On 26 June, UK Minister of State for Culture, Media and Sport Hugh Robertson signed a statutory instrument which modified the 2003 Licensing Act, governing the licensing of sporting and entertainment events in England and Wales. Without recognizing MMA as a “sport”, the DCMS amended licensed activities to include any event that “combines boxing or wrestling with one or more martial arts.”
In contrast, responding to a question from a Deputy of the National Assembly, the French Sports Ministry stated on July 2: “Free Fight, or Mixed Martial Arts (MMA), takes place inside a cage and allows strikes against the opponent while on the ground. The policy of the Ministry has not changed and remains clear. The practice of MMA is not allowed and its events/shows are not permitted.”

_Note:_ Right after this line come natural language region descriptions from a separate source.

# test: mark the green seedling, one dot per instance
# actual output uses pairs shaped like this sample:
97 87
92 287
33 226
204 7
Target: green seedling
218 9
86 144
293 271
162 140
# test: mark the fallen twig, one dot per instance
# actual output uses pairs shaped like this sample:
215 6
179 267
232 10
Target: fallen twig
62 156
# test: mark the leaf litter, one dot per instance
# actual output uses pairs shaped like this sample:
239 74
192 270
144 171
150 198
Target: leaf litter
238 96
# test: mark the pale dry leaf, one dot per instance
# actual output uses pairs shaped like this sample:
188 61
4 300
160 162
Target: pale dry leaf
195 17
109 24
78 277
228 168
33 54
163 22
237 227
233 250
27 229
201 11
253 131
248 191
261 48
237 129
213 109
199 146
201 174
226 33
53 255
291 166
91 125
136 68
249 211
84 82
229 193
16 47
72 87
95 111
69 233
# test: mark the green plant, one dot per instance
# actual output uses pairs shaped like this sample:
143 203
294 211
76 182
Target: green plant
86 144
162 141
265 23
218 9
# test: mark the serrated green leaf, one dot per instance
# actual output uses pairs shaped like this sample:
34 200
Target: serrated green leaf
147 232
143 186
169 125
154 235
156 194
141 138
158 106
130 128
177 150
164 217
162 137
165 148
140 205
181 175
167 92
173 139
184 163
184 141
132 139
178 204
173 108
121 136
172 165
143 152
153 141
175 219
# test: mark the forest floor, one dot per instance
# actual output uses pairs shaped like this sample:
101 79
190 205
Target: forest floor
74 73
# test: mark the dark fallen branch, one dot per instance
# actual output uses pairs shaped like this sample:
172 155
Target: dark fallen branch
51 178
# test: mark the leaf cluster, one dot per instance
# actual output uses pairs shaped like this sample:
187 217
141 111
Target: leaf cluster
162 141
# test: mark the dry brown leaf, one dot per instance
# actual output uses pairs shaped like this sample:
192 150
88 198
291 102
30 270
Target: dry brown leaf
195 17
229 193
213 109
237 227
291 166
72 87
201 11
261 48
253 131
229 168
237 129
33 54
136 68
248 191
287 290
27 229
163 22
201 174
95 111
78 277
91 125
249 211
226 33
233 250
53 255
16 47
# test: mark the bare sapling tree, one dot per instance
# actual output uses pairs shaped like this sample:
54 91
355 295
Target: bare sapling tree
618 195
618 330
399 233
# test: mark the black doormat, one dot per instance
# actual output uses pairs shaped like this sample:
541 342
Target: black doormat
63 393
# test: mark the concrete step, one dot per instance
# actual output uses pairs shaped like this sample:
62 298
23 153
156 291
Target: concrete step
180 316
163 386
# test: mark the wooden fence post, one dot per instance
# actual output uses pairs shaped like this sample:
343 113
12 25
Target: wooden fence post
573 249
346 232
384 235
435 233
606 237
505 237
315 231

The ban was reconfirmed despite lobbying of the French government by Zuffa LLC dba Ultimate Fighting Championship (UFC) of Las Vegas. Last year, UFC CEO Lorenzo Fertitta called France a “massive opportunity” and said he was “encouraged that you’ll be eating croissants watching the UFC pretty soon.”
This past June, the New York State Assembly failed to lift the ban on professional MMA.
Shut out of France and New York, the UFC announced new plans to expand its offerings in the UK. UFC will be in London on 2 August as part of its “media tour”. The appearance coincides with the launch of a new UK broadcasting deal with BT Sports. Reports suggest the first UFC fight under the amended regulation is tentatively scheduled to take place October 26 in Manchester, England.